The Hampdenshire Wonder
- First edition
- Author: J. D. Beresford
- Language: English
- Genre: Science fiction novel
- Publisher: Sidgwick & Jackson
- Publication date: 1911
- Publication place: United Kingdom
- Media type: Print (hardback & paperback)
- Pages: 295 pp

= The Hampdenshire Wonder =

1911 novel by J. D. Beresford

The Hampdenshire Wonder is a science fiction novel by J. D. Beresford, first published 1911. It is one of the first novels to involve a wunderkind (child prodigy). The child, Victor Stott, is the son of a famous cricket player.
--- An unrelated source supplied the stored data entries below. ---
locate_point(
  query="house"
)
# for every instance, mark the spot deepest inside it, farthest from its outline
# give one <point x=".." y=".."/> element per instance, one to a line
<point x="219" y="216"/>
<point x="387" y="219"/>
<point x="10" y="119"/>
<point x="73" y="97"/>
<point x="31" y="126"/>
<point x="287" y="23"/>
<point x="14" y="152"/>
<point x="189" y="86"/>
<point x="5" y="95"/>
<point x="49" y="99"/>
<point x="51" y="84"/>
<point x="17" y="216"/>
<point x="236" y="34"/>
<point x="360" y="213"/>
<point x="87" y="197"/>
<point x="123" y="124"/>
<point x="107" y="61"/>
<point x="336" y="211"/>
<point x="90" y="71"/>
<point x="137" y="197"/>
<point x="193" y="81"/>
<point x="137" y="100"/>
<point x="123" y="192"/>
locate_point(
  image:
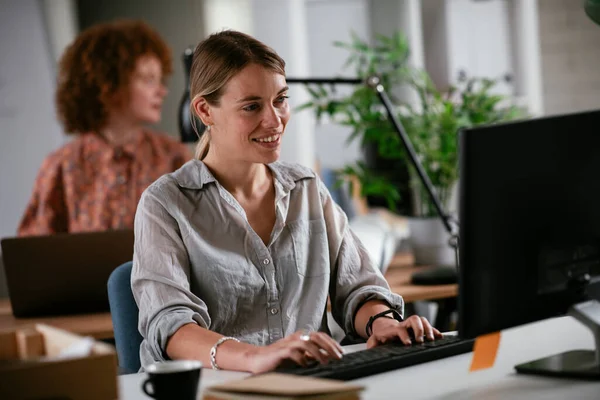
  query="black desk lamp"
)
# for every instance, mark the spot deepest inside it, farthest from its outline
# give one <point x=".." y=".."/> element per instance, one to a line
<point x="438" y="274"/>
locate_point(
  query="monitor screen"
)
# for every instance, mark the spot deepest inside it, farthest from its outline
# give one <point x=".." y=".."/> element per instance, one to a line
<point x="529" y="220"/>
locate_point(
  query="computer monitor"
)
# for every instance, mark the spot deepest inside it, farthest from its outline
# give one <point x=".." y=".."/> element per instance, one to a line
<point x="530" y="229"/>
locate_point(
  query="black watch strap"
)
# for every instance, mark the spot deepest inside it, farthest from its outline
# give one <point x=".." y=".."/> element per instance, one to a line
<point x="395" y="315"/>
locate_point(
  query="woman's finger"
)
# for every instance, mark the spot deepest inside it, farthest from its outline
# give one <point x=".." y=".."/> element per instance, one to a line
<point x="313" y="349"/>
<point x="326" y="343"/>
<point x="295" y="355"/>
<point x="427" y="328"/>
<point x="417" y="326"/>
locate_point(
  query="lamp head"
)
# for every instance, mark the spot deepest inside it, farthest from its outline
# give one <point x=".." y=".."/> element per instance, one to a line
<point x="592" y="9"/>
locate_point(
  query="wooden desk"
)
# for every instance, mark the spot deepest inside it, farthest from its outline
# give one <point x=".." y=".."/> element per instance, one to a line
<point x="449" y="378"/>
<point x="98" y="325"/>
<point x="399" y="281"/>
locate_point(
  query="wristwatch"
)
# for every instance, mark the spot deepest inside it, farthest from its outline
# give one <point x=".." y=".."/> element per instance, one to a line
<point x="395" y="315"/>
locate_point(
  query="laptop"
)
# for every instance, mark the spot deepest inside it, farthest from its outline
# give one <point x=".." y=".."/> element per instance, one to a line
<point x="63" y="273"/>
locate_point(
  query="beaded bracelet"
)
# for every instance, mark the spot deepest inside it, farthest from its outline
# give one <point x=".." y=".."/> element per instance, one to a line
<point x="213" y="350"/>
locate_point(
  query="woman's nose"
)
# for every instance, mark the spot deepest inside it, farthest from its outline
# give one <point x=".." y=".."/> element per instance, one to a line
<point x="271" y="118"/>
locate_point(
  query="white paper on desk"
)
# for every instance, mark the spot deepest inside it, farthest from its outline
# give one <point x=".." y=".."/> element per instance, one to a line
<point x="81" y="348"/>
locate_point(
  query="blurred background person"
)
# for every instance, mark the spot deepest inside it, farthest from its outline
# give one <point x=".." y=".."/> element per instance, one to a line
<point x="111" y="85"/>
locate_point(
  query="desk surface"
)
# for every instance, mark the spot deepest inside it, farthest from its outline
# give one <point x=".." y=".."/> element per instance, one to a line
<point x="399" y="281"/>
<point x="97" y="325"/>
<point x="450" y="378"/>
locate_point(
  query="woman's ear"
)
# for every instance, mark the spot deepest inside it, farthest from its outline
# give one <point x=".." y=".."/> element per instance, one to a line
<point x="203" y="110"/>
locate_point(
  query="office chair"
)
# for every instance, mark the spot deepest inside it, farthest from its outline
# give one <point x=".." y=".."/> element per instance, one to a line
<point x="124" y="314"/>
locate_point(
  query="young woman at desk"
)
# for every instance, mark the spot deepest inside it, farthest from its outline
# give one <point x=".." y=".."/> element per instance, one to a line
<point x="236" y="253"/>
<point x="110" y="85"/>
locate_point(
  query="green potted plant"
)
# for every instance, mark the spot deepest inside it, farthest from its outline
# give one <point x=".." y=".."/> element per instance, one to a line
<point x="432" y="123"/>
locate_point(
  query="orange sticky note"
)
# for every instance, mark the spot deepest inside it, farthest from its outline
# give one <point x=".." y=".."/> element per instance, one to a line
<point x="484" y="351"/>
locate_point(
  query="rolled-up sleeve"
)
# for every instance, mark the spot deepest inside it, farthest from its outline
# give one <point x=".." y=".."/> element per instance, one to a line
<point x="355" y="279"/>
<point x="160" y="277"/>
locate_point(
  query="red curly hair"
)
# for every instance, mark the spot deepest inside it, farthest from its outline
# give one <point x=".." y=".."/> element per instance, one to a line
<point x="95" y="71"/>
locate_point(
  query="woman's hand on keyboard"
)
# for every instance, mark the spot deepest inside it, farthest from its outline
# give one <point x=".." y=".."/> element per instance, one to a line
<point x="413" y="328"/>
<point x="320" y="347"/>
This origin is perhaps a reference to H. G. Wells's father Joseph Wells, a cricketer. The novel concerns his progress from infant to almost preternaturally clever child. Victor Stott is deformed subtly to allow for his powerful brain. A prominent, and unpleasant, character is the local minister. As Beresford's father was a minister, and Beresford was himself partially disabled, some see autobiographical aspects to the story. However this is unproven.
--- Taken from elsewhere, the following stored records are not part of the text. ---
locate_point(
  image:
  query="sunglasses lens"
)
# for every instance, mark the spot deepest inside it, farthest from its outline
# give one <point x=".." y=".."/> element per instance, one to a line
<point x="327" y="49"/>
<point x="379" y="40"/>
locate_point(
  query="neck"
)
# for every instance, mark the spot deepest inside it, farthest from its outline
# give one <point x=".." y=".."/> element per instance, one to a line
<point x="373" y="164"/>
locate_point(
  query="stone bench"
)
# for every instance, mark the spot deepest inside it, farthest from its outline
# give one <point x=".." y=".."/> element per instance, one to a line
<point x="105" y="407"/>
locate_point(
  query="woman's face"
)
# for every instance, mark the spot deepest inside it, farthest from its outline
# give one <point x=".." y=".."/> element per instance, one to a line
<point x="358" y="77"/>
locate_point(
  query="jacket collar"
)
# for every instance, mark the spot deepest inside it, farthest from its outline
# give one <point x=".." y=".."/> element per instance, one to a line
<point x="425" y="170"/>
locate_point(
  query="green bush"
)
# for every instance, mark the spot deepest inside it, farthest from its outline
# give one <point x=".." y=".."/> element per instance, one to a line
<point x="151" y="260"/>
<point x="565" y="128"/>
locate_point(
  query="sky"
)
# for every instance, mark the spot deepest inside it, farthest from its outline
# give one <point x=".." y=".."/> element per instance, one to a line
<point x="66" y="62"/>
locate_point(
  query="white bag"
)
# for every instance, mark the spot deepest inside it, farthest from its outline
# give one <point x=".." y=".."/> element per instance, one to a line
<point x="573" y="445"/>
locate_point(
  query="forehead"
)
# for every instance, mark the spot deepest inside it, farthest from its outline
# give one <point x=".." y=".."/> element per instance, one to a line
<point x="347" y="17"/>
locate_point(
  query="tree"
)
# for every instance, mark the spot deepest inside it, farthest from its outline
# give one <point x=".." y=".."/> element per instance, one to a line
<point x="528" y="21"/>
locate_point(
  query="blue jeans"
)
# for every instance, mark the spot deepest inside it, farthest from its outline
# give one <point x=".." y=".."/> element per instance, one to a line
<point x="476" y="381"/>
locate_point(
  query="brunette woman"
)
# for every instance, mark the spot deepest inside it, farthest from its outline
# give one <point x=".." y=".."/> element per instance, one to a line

What is more definite is that the story of Christian Heinrich Heineken (1721–1725) was an inspiration for the story. Whether the biography of that child prodigy was accurate or not, "the Lubeck prodigy" is mentioned in the work. In the original version, the progressionist ideas of Henri Bergson concerning evolution were a significant influence.

==Reception and influence==
Upon publication in 1911, The Hampdenshire Wonder was praised by George Bernard Shaw.

In 1971 Graham Greene wrote that "The Hampdenshire Wonder remains one of the finest and most neglected novels of this period between the great wars."

Olaf Stapledon also read The Hampdenshire Wonder; the novel influenced Stapledon's own novel of a superhuman, Odd John.

==Sources==
- Bleiler, Everett (1948). "The Checklist of Fantastic Literature"
- George M. Johnson. J.D. Beresford. New York: Twayne/Simon and Schuster, 1998.
- George M. Johnson. "The Other Side of Edwardian Fiction: Two Forgotten Fantasy Novels of 1911" Wormwood: Literature of the fantastic, supernatural and decadent. U.K., No. 16 (Spring 2011) 3–15.
- George M. Johnson. "Evil is in the Eye of the Beholder: Threatening Children in Two Edwardian Speculative Satires". Science Fiction Studies. Vol. 41, No.1 (March 2014): 26–44.